The opposition also announced $100 million over two years to strengthen primary health care.

A TV advertisement featuring Hawke ramps up the ALP scare campaign, claiming a re-elected Coalition would privatise Medicare – which the government flatly denies. Rather, the government is considering outsourcing the Medicare payments system.

In the advertisement the former prime minister says: “In 1983 the Hawke Labor government introduced Medicare. The Liberals were totally against it. And now the Liberals have set up a Medicare privatisation taskforce.

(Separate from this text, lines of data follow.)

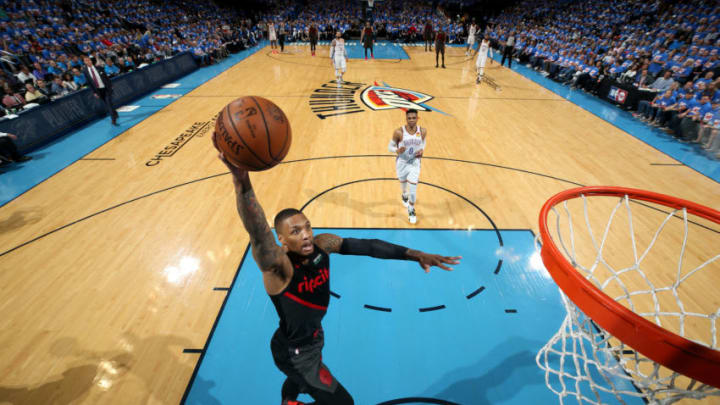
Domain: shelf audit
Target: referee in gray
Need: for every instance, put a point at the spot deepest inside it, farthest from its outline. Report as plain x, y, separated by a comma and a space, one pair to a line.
507, 52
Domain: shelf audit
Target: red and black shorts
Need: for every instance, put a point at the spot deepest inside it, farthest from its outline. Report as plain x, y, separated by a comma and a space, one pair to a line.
303, 363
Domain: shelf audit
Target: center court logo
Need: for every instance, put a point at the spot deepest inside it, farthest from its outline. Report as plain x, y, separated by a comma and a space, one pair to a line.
387, 98
334, 100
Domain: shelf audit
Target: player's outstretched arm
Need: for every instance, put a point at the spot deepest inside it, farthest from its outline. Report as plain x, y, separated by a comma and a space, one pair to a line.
383, 250
395, 141
267, 254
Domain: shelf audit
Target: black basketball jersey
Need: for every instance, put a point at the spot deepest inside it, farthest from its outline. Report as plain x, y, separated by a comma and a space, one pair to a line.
302, 305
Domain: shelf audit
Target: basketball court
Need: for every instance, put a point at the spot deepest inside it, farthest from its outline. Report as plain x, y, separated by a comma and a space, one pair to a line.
127, 279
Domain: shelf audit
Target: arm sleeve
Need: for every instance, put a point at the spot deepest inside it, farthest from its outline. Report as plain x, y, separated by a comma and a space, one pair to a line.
392, 147
373, 248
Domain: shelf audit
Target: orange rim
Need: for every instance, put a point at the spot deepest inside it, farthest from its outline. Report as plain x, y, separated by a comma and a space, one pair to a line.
675, 352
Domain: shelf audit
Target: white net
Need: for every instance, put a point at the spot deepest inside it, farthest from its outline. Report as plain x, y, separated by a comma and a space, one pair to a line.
585, 364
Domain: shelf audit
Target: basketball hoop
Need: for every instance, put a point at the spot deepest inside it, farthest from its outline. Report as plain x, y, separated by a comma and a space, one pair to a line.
626, 335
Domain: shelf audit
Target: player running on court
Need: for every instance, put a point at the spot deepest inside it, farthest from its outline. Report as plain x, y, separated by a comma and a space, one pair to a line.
338, 56
482, 57
408, 142
296, 275
472, 32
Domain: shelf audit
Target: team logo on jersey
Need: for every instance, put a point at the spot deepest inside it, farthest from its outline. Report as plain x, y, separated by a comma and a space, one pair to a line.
617, 95
385, 97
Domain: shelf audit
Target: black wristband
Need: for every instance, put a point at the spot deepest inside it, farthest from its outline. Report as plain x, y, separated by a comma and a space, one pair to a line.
374, 248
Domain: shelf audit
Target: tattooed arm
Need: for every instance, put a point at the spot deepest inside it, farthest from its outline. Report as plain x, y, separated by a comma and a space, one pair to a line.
267, 254
382, 250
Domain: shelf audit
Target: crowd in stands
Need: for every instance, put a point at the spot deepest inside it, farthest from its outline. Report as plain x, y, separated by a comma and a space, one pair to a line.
669, 50
394, 20
43, 41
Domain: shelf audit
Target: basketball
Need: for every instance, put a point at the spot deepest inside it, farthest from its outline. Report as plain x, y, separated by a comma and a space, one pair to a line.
253, 133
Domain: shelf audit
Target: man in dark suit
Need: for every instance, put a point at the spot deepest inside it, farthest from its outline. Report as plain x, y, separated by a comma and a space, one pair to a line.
101, 85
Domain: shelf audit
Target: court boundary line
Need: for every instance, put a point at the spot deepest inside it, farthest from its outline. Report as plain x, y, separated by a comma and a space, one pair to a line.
367, 306
304, 160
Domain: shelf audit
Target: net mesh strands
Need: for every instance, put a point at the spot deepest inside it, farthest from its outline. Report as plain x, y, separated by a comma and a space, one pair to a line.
641, 327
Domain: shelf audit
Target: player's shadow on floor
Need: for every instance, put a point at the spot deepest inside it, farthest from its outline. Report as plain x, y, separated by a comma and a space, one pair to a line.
514, 367
106, 369
72, 385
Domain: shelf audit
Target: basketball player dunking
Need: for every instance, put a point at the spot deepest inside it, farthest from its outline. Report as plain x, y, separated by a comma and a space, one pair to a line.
338, 56
408, 142
296, 275
272, 36
482, 57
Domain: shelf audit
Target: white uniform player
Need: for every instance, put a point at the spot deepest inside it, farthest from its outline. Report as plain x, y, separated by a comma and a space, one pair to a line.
408, 142
472, 31
338, 55
272, 36
482, 57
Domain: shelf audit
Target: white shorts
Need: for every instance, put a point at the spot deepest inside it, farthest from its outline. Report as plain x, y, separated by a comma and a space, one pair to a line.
408, 171
340, 63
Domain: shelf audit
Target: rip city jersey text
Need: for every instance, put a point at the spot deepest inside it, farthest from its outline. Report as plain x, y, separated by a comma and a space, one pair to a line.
303, 304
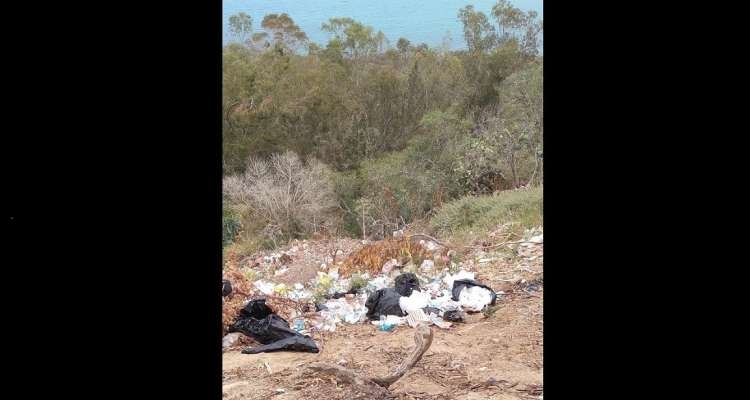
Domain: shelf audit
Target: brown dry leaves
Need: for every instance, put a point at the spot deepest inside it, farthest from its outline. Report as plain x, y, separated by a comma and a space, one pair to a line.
371, 258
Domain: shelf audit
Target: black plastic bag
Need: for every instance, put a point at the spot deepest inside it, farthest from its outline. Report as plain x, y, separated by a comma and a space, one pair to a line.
383, 302
453, 316
340, 294
405, 283
256, 309
226, 288
296, 343
459, 284
431, 310
274, 332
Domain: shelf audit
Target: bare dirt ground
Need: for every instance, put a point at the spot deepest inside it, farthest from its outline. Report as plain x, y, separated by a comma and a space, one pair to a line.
493, 356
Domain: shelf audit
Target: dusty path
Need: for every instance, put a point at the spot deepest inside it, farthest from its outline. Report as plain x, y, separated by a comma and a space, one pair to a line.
495, 357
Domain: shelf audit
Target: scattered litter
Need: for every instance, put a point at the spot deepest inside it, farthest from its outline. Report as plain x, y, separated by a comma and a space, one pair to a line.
416, 301
448, 280
230, 339
264, 287
257, 321
439, 322
383, 302
416, 316
388, 266
459, 284
405, 283
453, 316
475, 298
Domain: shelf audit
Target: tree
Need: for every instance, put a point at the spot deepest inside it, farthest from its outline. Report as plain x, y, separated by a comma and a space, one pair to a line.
479, 34
403, 45
240, 26
280, 33
516, 25
354, 38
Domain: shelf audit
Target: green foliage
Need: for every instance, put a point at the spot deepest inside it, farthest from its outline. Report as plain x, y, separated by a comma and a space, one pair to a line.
358, 282
482, 213
231, 225
403, 129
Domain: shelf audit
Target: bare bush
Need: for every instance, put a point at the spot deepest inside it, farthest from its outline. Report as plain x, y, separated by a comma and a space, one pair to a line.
292, 198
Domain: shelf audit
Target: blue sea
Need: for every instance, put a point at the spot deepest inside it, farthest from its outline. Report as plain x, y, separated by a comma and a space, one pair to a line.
424, 21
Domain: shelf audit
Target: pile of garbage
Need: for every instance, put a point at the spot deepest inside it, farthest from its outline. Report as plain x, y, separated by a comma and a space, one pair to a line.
395, 295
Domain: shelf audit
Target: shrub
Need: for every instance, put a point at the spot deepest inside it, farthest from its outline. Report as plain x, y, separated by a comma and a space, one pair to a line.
231, 225
481, 213
290, 198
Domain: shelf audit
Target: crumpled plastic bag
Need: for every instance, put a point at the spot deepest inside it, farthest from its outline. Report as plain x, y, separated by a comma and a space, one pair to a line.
472, 295
459, 284
416, 301
449, 279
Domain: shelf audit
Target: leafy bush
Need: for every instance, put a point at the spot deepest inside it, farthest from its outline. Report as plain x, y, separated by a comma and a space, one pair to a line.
231, 226
481, 213
289, 198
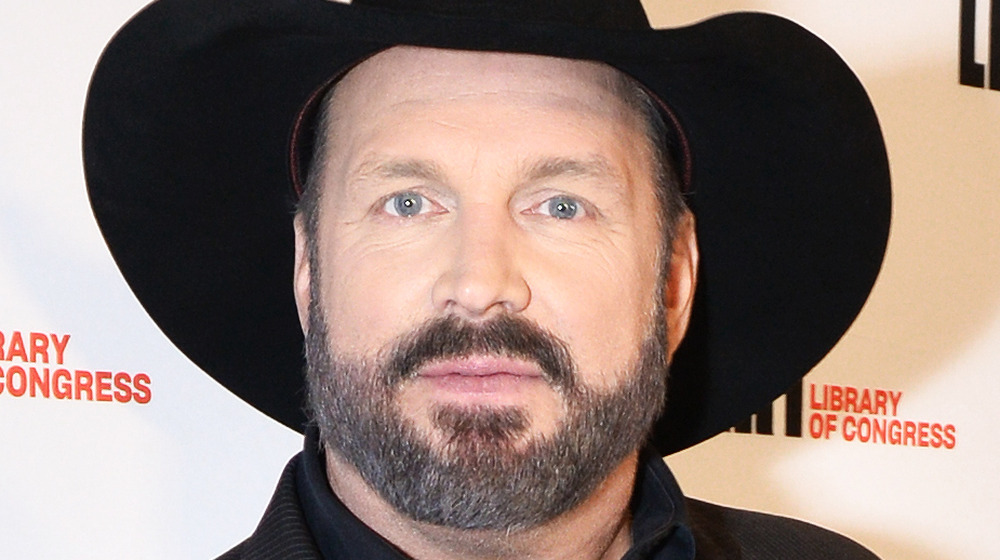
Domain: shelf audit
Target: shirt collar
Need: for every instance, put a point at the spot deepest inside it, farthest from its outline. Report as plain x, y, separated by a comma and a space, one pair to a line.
660, 528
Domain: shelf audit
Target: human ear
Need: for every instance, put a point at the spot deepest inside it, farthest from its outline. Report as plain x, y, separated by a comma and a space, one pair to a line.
301, 273
679, 288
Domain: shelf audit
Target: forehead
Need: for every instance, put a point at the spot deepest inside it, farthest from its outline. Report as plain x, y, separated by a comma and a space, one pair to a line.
414, 76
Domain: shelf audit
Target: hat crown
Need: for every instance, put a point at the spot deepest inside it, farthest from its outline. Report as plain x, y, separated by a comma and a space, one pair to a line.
605, 14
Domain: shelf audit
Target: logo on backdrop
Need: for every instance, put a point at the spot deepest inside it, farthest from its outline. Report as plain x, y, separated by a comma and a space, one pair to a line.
972, 73
33, 365
864, 415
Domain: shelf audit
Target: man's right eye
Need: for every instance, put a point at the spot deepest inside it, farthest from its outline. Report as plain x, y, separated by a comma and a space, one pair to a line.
406, 205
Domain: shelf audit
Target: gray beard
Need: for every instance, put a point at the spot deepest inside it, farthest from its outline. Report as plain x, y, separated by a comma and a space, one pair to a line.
480, 479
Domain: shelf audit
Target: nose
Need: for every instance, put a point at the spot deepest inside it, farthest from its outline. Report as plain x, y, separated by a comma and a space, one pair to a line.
482, 275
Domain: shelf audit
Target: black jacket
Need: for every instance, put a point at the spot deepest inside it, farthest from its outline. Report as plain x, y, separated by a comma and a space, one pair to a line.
664, 525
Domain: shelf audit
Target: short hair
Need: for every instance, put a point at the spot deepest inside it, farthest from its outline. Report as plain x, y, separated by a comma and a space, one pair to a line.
662, 143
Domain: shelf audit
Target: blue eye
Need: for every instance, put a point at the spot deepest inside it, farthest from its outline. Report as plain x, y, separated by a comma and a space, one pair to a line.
562, 207
406, 204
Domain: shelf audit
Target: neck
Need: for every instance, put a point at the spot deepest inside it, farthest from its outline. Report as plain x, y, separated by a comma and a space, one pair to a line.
597, 529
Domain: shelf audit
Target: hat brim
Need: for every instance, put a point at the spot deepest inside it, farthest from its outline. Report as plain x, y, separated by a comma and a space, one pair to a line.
186, 149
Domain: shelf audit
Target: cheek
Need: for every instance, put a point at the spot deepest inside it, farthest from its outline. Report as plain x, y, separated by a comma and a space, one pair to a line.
600, 305
371, 291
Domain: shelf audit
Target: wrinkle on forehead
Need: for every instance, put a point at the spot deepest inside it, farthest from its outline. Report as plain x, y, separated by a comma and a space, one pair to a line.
403, 75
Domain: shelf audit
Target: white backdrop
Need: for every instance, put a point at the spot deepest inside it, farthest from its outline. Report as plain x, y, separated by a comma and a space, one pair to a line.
187, 474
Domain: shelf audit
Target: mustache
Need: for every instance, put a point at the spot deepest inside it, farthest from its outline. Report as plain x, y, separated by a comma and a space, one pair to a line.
504, 335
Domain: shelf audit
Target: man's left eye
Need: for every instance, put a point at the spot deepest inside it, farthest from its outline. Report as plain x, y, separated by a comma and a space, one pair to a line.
561, 207
406, 204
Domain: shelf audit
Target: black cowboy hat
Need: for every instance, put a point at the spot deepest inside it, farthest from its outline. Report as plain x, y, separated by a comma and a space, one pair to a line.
189, 156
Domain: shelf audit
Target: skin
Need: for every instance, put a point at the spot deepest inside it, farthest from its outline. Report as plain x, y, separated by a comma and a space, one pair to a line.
487, 140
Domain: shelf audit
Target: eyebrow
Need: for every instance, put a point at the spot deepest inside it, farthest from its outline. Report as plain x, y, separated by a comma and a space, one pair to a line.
401, 169
593, 166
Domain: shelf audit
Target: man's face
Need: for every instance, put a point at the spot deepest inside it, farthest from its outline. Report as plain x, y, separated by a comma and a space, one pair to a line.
485, 275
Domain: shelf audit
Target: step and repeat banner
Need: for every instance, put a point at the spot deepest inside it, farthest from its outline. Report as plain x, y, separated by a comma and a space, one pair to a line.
114, 445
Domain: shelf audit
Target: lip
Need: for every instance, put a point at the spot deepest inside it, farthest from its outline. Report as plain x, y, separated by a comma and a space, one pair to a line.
481, 367
487, 375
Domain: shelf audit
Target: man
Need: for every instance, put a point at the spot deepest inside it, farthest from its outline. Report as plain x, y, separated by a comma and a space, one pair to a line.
493, 261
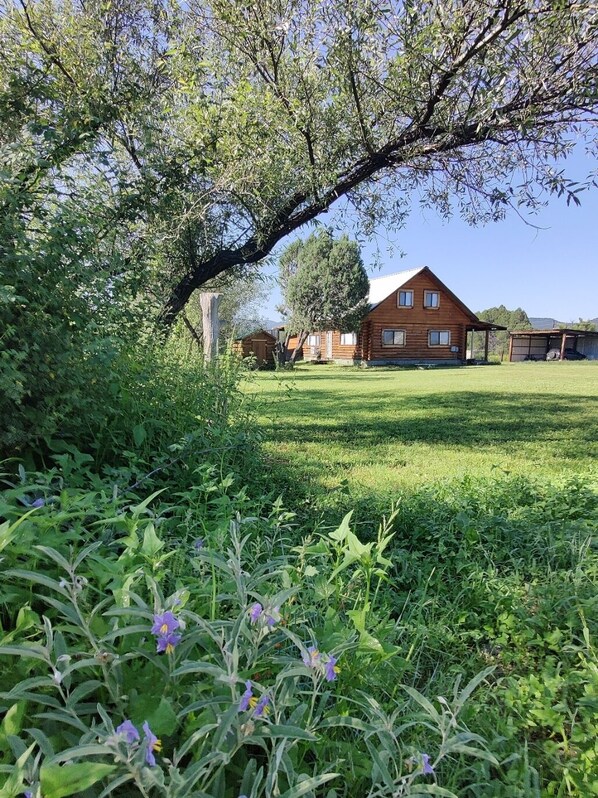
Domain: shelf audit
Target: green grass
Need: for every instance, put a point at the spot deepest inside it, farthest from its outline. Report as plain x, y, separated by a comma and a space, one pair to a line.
494, 560
385, 430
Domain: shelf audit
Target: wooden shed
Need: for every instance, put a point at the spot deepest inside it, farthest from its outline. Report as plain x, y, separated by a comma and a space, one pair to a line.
555, 344
259, 344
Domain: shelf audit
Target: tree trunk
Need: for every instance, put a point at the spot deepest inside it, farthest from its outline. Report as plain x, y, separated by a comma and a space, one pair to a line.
210, 323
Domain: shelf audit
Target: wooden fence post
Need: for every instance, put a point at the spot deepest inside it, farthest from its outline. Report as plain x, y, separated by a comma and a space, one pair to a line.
210, 324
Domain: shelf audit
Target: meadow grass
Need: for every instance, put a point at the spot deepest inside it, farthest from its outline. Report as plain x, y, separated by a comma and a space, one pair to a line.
492, 471
385, 430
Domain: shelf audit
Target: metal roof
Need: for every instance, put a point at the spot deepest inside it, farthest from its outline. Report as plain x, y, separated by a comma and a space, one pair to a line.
382, 287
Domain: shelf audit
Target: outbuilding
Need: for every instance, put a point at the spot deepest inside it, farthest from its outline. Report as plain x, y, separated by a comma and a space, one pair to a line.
259, 344
555, 344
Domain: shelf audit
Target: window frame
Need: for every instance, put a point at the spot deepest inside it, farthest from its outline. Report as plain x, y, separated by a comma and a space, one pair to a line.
429, 293
353, 341
394, 330
405, 291
439, 333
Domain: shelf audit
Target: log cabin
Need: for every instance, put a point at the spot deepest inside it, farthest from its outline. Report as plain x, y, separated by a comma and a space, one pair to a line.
413, 318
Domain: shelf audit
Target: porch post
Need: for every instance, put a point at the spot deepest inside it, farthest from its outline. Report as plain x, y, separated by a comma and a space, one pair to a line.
563, 341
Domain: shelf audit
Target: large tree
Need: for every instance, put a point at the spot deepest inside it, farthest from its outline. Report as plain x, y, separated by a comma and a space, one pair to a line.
324, 285
215, 128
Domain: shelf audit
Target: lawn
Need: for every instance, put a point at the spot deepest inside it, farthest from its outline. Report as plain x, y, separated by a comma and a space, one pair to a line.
384, 430
492, 472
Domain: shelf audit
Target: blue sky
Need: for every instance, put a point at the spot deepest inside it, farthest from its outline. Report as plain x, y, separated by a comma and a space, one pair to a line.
551, 271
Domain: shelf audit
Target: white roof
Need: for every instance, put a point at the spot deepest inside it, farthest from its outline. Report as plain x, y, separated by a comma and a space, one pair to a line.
381, 287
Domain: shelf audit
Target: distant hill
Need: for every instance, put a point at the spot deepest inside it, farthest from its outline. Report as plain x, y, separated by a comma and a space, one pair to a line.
546, 323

Everybody knows you don’t set up a Medicare privatisation taskforce unless you aim to privatise Medicare.”

Meanwhile, Health Minister Sussan Ley announced the Coalition would improve the clarity and transparency of private health insurance, including by developing categories of health insurance policies, for example labelled gold, silver and bronze so that “consumers know what they are, and are not, covered for”.

The improvements would “weed out junk policies by ensuring consumers have access to a product with a mandated minimum level of cover” and develop standard definitions for medical procedures across all insurers to make it easier for people to compare policies.

“Making it easier for consumers to shop around will increase competition in the private health sector and, in turn, improve value for money and affordability for consumers,” she said.

The ALP hospitals policy follows Labor promises to unfreeze the Medicare rebate, costing $2.4 billion over four years, and not to lift prescription charges beyond the regular indexation, costing nearly $1 billion over the forward estimates. While Labor also gave decade-long costings for these policies, it did not do so for the hospitals policy.

Asked for the ten-year cost Shorten said that in the next four years there would be a new agreement negotiated with the states. “We’re also optimistic that if elected, our reforms are going to make a genuine improvement to the bottom line of our hospital costs and we’ll see better outcomes for patients within the next four years.”

The Coalition has promised an extra $2.9 billion for hospitals over the budget period.

Malcolm Turnbull contrasted Labor’s relatively modest hospitals promise with its condemnation of the Coalition over cuts.

Bill Shorten had said the Coalition had cut $57 billion – even though the $57 billion was never there, Turnbull said. Now Shorten promised $2 billion, he said.

The $57 billion refers to the amount that the 2014 budget proposed to cut from projected hospital funding over a decade.

“This is the schoolkids bonus all over again,” Turnbull said. “Labor campaigns for years and years on promises and claims they are going to provide additional funding or reverse savings measures that we have made and then, having milked … the political benefit of that to the nth degree, then they come back and say we’re not going to do that – we are going to put in, in this case, $2 billion more.”

Shorten said that Labor could not replace every dollar the Liberals had taken out of the system.

The Consumers Health Forum urged the government to consider matching Labor’s commitment to disqualify alternative therapies from eligibility for the health insurance rebate. Labor said on Friday it would exclude these therapies from the rebate as part of its new list of savings measures.

But Turnbull said private health insurance had to be “consumer-centred … customer-focused, so that people are getting the insurance for the services and the therapies that they need, and that they believe will give them value”.